It was a packed courtroom with most in support of the two teachers who want to remain at Chapel Hill High School.
Before the hearing, supporters rallied outside, wearing t-shirts and waving signs. They are hoping the judge will put a hold on the school system's plans to transfer the teachers to other schools.
The teachers said they were confused by the transfers and fear it is backlash for criticizing school administrators.
"I love Chapel Hill High School," said teacher Anne Thompson. "I love the kids. I love the community and I want to end a wonderful career there on a happy note not a sour note. The treatment we've received has just been abominable."
"I don't know to be honest with you," said teacher Bert Wartski. "They've given us different reasons at different times. They say it's good for both schools."

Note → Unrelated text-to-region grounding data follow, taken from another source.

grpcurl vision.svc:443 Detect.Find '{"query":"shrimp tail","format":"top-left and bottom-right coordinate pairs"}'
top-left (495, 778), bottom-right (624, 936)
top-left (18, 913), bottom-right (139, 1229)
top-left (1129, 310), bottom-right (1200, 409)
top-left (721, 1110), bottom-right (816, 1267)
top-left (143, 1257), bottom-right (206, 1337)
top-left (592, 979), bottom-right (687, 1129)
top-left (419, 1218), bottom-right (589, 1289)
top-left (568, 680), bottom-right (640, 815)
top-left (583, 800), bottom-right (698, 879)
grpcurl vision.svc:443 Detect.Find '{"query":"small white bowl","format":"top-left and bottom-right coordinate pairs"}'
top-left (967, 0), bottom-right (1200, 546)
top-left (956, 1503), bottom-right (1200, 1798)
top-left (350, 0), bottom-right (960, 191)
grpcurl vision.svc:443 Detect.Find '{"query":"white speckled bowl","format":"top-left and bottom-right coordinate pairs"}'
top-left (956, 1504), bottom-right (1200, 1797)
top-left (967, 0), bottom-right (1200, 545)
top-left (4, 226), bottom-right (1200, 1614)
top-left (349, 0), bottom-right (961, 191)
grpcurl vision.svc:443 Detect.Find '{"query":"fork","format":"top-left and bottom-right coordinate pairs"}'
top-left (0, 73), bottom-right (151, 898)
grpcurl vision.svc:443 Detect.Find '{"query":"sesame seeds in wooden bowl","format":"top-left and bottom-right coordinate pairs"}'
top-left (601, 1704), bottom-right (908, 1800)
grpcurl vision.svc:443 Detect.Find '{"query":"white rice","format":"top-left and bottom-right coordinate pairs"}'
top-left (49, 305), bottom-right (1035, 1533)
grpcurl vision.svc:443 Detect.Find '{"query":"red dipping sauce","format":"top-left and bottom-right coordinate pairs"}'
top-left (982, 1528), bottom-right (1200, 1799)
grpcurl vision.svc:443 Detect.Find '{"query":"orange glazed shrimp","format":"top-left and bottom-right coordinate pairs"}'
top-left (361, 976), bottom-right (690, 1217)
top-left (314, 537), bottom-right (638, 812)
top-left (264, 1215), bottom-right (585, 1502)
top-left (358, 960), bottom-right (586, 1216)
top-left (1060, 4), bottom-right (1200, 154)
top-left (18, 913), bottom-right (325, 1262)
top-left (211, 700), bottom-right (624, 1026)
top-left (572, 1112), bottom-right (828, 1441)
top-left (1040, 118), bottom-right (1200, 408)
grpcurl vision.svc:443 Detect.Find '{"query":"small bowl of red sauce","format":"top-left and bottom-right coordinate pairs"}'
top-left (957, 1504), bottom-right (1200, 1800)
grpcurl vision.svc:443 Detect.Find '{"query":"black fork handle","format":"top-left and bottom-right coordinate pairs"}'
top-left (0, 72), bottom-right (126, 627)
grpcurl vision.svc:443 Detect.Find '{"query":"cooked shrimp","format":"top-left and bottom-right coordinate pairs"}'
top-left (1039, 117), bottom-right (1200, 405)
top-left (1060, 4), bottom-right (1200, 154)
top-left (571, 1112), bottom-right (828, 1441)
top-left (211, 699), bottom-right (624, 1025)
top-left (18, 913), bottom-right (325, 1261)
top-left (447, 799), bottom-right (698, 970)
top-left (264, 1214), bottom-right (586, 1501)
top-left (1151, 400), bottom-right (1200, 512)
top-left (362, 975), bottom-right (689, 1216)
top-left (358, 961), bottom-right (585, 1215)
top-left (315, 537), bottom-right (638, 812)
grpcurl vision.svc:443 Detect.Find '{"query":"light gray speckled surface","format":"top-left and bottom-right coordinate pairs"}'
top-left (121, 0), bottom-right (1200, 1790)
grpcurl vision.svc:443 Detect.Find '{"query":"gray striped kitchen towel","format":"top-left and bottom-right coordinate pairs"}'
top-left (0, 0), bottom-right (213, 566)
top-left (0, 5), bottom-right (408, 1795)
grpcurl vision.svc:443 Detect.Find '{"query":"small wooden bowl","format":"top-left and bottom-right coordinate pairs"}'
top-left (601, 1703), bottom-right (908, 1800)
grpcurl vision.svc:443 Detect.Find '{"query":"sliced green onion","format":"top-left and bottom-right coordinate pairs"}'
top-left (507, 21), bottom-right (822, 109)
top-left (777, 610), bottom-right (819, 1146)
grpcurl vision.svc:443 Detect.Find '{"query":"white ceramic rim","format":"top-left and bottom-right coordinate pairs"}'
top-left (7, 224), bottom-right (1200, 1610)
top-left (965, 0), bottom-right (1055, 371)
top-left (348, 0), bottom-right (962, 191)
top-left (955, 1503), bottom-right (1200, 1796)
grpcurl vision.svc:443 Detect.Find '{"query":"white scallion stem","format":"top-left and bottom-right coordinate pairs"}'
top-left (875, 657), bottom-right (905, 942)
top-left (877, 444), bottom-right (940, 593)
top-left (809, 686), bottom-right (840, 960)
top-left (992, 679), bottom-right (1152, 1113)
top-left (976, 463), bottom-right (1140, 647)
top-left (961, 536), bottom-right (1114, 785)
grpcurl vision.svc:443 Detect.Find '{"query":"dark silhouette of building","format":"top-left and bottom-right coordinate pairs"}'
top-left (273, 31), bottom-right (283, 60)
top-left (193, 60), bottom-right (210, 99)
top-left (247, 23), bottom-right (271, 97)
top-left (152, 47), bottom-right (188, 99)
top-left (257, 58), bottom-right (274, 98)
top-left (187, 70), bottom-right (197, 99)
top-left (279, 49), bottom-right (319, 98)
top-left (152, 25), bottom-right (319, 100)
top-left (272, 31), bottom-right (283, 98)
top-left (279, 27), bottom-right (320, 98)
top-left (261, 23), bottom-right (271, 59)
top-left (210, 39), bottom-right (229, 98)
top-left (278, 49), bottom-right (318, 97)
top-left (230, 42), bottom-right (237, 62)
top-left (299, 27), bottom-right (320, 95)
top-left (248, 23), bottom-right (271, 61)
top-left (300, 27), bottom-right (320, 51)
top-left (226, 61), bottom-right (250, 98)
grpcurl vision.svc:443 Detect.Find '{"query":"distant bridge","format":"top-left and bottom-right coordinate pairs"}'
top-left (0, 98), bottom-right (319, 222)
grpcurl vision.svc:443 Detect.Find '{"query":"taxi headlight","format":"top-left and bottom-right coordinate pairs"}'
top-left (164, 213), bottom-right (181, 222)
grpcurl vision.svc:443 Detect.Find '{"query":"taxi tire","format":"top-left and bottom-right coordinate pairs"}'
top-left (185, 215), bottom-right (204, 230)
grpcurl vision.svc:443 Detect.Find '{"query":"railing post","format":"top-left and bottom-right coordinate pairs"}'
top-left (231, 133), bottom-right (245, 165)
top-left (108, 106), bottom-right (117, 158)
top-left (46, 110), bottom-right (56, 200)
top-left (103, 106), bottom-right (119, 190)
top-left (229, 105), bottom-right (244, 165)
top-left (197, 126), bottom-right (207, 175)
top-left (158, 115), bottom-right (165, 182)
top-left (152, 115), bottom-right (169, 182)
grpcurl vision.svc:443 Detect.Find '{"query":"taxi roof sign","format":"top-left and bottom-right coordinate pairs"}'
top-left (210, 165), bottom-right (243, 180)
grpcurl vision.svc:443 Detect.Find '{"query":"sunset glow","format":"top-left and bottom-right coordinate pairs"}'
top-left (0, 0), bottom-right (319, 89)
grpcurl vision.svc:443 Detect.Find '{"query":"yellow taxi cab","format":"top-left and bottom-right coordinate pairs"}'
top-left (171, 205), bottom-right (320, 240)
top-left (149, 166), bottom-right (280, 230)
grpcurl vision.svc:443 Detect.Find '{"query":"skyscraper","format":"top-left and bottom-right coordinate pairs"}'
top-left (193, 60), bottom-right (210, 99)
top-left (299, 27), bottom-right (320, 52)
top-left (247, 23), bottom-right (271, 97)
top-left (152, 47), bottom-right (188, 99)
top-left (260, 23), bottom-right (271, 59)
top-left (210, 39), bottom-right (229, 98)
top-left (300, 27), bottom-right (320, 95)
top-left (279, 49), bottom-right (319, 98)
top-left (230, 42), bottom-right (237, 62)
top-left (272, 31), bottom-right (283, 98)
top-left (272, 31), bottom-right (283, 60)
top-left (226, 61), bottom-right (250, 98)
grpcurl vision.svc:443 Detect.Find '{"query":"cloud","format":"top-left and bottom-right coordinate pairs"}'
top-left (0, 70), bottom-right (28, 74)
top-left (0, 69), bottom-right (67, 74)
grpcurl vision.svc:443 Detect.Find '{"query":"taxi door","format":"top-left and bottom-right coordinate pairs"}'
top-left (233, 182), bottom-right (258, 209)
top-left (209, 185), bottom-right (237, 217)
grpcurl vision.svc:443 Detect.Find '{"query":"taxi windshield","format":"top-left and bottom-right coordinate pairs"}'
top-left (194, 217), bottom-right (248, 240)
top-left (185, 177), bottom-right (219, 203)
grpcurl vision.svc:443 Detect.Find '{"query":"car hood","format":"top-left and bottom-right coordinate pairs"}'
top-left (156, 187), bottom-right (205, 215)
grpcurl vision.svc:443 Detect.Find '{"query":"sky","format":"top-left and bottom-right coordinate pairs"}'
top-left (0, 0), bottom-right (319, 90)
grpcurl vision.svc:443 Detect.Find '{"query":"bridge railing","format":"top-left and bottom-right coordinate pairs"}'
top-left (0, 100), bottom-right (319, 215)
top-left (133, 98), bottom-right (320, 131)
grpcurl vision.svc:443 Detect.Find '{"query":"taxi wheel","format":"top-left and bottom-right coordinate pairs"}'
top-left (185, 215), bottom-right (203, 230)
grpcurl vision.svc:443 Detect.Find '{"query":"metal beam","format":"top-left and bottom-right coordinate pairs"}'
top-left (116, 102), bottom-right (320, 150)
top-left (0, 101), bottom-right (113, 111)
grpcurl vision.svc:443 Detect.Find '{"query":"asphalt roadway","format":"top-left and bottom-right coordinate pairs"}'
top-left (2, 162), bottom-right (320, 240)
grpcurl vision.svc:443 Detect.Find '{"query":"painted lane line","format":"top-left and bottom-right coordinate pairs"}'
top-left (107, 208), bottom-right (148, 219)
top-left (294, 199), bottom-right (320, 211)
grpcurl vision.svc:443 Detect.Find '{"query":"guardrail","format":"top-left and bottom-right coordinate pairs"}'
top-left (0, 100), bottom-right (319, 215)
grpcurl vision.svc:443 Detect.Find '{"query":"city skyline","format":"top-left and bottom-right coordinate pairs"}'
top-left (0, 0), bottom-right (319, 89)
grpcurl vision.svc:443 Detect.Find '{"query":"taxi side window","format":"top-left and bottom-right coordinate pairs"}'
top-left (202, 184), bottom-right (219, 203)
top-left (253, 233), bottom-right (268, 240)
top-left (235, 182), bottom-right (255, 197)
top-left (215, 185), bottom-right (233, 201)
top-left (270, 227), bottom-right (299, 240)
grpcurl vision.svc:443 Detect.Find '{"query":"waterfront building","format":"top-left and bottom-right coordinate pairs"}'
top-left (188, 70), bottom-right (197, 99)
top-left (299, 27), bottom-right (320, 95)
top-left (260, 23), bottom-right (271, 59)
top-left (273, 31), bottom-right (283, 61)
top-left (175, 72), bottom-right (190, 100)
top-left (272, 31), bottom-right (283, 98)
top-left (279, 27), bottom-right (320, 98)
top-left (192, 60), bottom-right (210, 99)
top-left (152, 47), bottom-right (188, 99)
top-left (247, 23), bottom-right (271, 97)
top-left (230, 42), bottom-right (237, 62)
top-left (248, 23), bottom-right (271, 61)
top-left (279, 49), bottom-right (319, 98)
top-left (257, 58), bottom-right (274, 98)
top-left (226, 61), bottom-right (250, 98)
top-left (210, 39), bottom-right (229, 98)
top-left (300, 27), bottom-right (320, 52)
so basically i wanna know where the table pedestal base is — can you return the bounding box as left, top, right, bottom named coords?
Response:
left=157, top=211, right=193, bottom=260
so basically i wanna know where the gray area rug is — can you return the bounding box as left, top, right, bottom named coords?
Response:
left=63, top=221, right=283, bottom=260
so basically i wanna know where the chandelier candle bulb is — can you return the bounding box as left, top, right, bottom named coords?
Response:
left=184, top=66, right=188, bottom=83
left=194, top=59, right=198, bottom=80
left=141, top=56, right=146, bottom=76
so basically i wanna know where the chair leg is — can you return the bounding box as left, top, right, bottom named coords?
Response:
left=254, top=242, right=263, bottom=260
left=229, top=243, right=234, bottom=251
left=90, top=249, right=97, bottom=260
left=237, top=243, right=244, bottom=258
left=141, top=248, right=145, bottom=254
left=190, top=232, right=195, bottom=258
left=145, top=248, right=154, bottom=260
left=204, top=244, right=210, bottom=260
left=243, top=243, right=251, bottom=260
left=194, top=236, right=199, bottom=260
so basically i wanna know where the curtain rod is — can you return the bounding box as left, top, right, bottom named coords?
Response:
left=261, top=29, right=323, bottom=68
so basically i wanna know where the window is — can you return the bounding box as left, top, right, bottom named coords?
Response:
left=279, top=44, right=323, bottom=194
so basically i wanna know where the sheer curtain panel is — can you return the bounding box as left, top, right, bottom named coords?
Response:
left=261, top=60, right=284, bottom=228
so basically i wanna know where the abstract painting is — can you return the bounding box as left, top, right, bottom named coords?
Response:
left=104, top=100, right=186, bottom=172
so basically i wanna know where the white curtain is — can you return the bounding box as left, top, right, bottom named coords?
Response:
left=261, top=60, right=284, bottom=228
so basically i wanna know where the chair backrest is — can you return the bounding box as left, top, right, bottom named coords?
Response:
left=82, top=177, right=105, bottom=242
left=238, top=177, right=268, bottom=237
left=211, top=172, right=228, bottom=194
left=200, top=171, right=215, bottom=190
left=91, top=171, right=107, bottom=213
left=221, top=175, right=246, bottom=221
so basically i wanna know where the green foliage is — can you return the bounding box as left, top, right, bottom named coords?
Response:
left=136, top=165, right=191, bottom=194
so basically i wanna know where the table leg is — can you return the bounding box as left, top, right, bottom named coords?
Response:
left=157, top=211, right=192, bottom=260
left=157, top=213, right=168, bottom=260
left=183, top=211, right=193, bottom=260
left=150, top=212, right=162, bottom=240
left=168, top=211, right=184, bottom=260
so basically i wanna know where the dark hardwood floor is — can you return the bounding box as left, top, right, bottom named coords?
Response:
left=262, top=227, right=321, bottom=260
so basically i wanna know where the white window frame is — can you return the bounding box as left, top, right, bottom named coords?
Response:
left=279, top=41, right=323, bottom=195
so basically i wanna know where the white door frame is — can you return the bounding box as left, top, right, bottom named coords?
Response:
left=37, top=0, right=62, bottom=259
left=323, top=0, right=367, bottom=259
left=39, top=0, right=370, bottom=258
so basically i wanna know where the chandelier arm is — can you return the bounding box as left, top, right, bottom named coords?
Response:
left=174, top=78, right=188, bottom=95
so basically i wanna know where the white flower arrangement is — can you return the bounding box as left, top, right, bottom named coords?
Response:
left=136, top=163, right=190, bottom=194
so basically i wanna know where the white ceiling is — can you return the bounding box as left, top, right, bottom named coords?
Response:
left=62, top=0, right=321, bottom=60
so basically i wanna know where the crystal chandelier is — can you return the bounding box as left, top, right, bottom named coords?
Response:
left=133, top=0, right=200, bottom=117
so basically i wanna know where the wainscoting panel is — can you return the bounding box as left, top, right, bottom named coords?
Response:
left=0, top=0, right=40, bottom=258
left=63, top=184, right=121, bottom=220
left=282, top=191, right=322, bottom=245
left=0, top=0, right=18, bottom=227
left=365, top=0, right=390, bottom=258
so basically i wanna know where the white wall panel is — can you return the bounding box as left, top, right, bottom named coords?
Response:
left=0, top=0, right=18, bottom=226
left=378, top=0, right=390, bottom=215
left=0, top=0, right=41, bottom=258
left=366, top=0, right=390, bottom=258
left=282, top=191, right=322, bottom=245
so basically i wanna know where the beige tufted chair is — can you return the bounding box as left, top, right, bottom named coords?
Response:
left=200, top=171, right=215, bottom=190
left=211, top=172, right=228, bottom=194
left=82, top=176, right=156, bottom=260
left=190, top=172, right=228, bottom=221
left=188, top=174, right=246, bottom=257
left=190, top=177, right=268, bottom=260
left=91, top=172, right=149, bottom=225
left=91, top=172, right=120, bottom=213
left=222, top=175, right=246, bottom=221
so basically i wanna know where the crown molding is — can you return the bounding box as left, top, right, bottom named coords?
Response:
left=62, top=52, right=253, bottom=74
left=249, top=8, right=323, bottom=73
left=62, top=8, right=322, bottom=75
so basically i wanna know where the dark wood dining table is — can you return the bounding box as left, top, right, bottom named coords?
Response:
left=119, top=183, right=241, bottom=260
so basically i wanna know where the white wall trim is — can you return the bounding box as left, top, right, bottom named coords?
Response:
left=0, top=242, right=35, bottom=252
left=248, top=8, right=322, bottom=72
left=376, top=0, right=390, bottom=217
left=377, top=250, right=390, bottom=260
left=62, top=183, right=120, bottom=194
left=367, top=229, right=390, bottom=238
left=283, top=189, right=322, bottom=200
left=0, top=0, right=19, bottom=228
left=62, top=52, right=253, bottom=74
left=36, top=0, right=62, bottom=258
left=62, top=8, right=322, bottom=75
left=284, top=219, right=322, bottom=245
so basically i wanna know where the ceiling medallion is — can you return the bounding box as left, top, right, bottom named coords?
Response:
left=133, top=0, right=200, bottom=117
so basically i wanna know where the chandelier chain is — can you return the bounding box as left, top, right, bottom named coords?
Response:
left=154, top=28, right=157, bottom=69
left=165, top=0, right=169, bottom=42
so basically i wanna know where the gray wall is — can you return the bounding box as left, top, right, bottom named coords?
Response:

School leaders claim that Thompson and Wartski are troublemakers. They said feedback from students and faculty suggests the two teachers were part of a negative culture at Chapel Hill High School.
"When you frame this in terms of personal conflict between the board and the teachers, you're missing the point," said Chapel Hill Carrboro Schools attorney Ken Soo. "The new principal coming in has got to have the flexibility and cannot waste time with resistance as they try to take that school to another place."
Judge Elaine Bushfan will make a decision by Wednesday next week on whether to stop the transfers while the teachers appeal the school board's decision.
Meanwhile, Thompson and Wartski will have to attend the mandatory teacher workdays at their transfer schools. School starts on the Aug. 27.